He writes of his own gut-wrenching pains: “At age forty, I lost a race for statewide political office and felt like a leper: alone, ignored, no job prospects, savings nil….thankfully, friends rescued me….six years later, I became general counsel of a white-hot fiber optics company…but the dot com craze morphed into the dotcom crater…stock options (were now) worth pennies. With two children headed toward college, another career misstep or misfire in the economy would completely ruin us.
Employees are often the most valuable assets of a company, especially service-focused ones. For companies, the book offers ‘positive alternatives’ to laying off employees whose productivity has plunged so much that they have become liabilities with high carrying cost. It equips executives and supervisors with the strategies and tools to mentor struggling employees and help them overcome the problems that are hurting their performance at work.
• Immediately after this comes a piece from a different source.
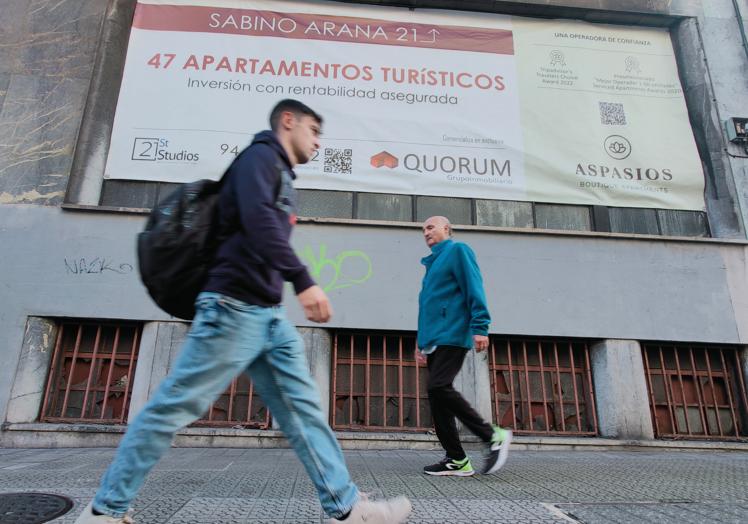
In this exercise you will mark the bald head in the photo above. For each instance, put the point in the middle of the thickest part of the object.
(436, 229)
Outside threats and pressures have hurt companies badly and even killed them. Moorhead says that he and his firm have been called on to fight class action lawsuits, criminal prosecutions, congressional hearings, and hostile takeovers.
This is a unique book. Not much if anything is out there in bookstore or online dealing specifically with how to handle crises that occur in people’s lives or in companies. Jim Moorhead fills that gap with this excellent work. Get it and read about his four-step crisis-survival plan that has worked for numerous people and firms, large and small.